Sentence encoding for dialogue act classification

Duran, Nathan; Battle, Steve; Smith, Jim

doi:10.1017/S1351324921000310

Sentence encoding for dialogue act classification

Duran, Nathan; Battle, Steve; Smith, Jim

Authors

Dr Nathan Duran Nathan.Duran@uwe.ac.uk
Senior Lecturer in Computer Science

Steve Battle Steve.Battle@uwe.ac.uk
Senior Lecturer

Jim Smith James.Smith@uwe.ac.uk
Professor in Interactive Artificial Intelligence

Abstract

In this study, we investigate the process of generating single-sentence representations for the purpose of Dialogue Act (DA) classification, including several aspects of text pre-processing and input representation which are often overlooked or underreported within the literature, for example, the number of words to keep in the vocabulary or input sequences. We assess each of these with respect to two DA-labelled corpora, using a range of supervised models, which represent those most frequently applied to the task.
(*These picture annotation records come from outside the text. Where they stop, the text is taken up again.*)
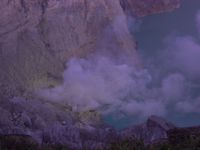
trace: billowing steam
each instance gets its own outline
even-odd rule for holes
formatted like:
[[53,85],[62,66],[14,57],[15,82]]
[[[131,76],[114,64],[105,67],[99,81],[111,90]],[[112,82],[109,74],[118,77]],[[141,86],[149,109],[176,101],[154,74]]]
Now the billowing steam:
[[[200,13],[197,25],[200,29]],[[105,55],[72,58],[66,64],[64,83],[40,94],[77,110],[96,109],[103,114],[121,112],[145,117],[166,115],[171,109],[200,112],[200,95],[192,93],[200,89],[198,39],[169,36],[159,57],[163,65],[151,64],[155,68],[152,74],[148,68],[136,69]]]

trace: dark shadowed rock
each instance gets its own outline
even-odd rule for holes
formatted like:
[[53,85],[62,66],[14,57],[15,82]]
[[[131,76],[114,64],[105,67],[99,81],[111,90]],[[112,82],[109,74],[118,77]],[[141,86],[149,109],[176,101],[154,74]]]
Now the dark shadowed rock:
[[2,150],[36,150],[38,143],[28,135],[1,135],[0,149]]
[[135,137],[145,144],[167,139],[167,131],[175,126],[161,117],[151,116],[146,123],[122,130],[122,137]]
[[146,15],[169,12],[180,6],[180,0],[120,0],[127,15]]

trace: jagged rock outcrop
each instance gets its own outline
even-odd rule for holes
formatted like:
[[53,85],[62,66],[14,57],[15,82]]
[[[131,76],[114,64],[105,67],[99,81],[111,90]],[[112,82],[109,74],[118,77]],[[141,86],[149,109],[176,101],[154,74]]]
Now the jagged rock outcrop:
[[67,60],[96,50],[137,61],[117,0],[2,0],[0,13],[2,94],[55,86]]
[[55,86],[67,60],[94,51],[123,53],[138,64],[124,11],[146,15],[149,9],[175,8],[177,2],[170,1],[169,8],[145,0],[2,0],[0,95],[27,96],[27,91]]
[[167,131],[173,128],[175,126],[163,118],[151,116],[146,123],[125,129],[121,132],[121,135],[124,138],[135,137],[136,139],[142,139],[145,144],[151,144],[167,139]]
[[127,15],[146,15],[172,11],[180,6],[180,0],[120,0]]

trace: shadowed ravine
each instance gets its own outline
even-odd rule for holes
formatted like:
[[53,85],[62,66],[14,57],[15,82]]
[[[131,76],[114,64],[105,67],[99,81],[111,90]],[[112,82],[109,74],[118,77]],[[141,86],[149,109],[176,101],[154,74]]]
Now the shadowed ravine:
[[185,5],[1,0],[0,149],[198,148],[199,12],[195,35],[148,22]]

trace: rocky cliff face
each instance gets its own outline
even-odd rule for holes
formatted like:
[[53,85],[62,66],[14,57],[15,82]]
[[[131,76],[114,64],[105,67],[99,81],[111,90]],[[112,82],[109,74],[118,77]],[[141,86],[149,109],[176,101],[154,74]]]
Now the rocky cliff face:
[[[139,0],[1,0],[0,134],[29,135],[41,143],[75,149],[83,145],[94,149],[95,144],[102,146],[116,137],[95,112],[80,114],[70,106],[31,99],[28,94],[60,84],[65,63],[72,57],[124,54],[138,65],[126,12],[146,15],[152,3],[136,13],[134,2]],[[162,9],[169,7],[162,4]],[[10,98],[16,96],[29,99]]]
[[172,11],[180,6],[180,0],[121,0],[121,5],[127,15],[144,17]]
[[0,7],[0,81],[9,94],[56,85],[67,60],[95,50],[137,61],[119,1],[3,0]]
[[177,3],[2,0],[0,94],[22,96],[27,91],[55,86],[62,82],[66,61],[94,51],[123,53],[137,64],[136,44],[128,31],[125,12],[144,16],[171,10]]
[[151,144],[159,140],[167,139],[167,131],[174,129],[172,123],[163,118],[151,116],[146,123],[125,129],[121,132],[122,137],[135,137],[142,139],[145,144]]

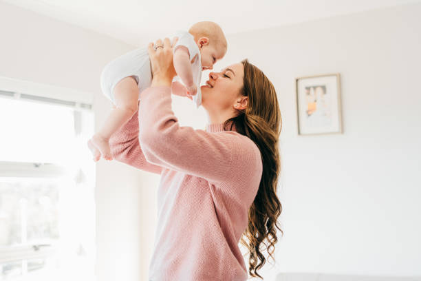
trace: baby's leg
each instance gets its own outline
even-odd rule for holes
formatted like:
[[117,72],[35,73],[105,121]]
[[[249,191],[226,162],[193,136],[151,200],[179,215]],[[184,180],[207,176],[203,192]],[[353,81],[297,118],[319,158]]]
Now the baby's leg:
[[109,148],[109,138],[138,110],[139,89],[134,78],[129,76],[122,79],[114,87],[114,94],[116,107],[111,110],[105,123],[92,137],[92,143],[107,160],[113,158]]

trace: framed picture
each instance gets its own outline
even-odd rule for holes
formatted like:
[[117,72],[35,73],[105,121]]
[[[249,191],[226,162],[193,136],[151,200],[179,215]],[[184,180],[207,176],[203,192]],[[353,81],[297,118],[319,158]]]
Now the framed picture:
[[299,135],[342,134],[338,73],[296,78]]

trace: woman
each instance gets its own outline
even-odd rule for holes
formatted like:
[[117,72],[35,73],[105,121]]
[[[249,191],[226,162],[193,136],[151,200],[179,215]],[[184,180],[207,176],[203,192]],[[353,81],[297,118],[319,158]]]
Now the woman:
[[110,139],[116,160],[161,175],[149,280],[246,280],[240,240],[250,275],[261,278],[261,244],[273,258],[281,230],[274,88],[246,60],[211,72],[201,88],[206,131],[181,127],[171,110],[171,45],[165,39],[155,45],[149,45],[152,85],[140,94],[138,114]]

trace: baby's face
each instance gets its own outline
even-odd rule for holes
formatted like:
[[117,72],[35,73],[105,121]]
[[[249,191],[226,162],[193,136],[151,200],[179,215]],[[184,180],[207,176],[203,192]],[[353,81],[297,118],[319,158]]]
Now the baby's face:
[[215,63],[222,59],[226,52],[226,49],[221,44],[208,44],[202,46],[200,48],[202,70],[213,69]]

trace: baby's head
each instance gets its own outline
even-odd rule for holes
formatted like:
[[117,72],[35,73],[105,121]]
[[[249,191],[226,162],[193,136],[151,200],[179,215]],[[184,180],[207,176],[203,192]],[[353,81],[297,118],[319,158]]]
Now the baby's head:
[[226,39],[222,29],[212,21],[200,21],[193,25],[188,32],[195,37],[200,50],[202,70],[211,70],[217,61],[226,53]]

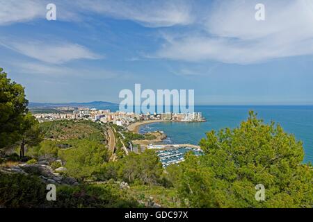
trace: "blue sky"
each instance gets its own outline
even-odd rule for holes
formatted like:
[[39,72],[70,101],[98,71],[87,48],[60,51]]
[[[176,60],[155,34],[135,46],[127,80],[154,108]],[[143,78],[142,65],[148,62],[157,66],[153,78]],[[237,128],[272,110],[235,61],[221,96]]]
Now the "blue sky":
[[0,67],[31,101],[118,103],[141,83],[195,89],[196,104],[313,104],[310,0],[0,5]]

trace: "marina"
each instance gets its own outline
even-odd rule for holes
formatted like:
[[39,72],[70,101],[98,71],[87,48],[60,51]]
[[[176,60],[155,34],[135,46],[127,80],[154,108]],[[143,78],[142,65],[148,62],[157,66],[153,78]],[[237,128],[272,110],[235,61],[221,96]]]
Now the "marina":
[[179,146],[156,151],[163,167],[173,164],[178,164],[184,160],[184,155],[188,152],[192,152],[195,155],[202,155],[203,151],[200,148],[191,146]]

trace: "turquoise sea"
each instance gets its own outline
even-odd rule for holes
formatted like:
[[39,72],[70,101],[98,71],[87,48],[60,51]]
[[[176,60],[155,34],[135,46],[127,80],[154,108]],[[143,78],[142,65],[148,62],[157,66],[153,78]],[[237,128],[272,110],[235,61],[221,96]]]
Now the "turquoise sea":
[[239,126],[251,110],[267,123],[280,123],[286,132],[301,140],[305,153],[304,162],[313,163],[313,105],[195,106],[195,111],[202,112],[207,122],[156,123],[141,126],[140,132],[162,130],[168,135],[164,143],[198,144],[206,132]]

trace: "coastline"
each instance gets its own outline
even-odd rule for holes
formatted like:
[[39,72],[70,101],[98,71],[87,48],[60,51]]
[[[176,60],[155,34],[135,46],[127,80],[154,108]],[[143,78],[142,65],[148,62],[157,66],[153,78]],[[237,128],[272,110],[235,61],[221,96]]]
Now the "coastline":
[[161,122],[169,122],[170,121],[168,120],[161,120],[161,119],[157,119],[157,120],[145,120],[141,121],[135,122],[134,123],[130,124],[127,129],[133,133],[139,133],[139,128],[141,126],[150,124],[150,123],[161,123]]

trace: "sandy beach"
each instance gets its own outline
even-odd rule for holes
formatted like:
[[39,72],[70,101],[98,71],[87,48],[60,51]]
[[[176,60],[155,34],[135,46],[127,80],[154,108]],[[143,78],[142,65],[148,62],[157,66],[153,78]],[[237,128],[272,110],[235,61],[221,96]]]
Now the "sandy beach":
[[168,122],[168,121],[166,120],[145,120],[145,121],[141,121],[138,122],[135,122],[134,123],[130,124],[127,129],[133,133],[139,133],[139,128],[141,126],[153,123],[159,123],[159,122]]

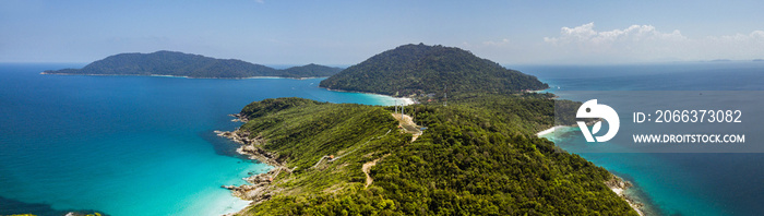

Additionally, we compare context-free word embedding models with that of transfer learning via pre-trained language models, including several based on the transformer architecture, such as Bidirectional Encoder Representations from Transformers (BERT) and XLNET, which have thus far not been widely explored for the DA classification task. Our findings indicate that these text pre-processing considerations do have a statistically significant effect on classification accuracy. Notably, we found that viable input sequence lengths, and vocabulary sizes, can be much smaller than is typically used in DA classification experiments, yielding no significant improvements beyond certain thresholds. We also show that in some cases the contextual sentence representations generated by language models do not reliably outperform supervised methods. Though BERT, and its derivative models, do represent a significant improvement over supervised approaches, and much of the previous work on DA classification.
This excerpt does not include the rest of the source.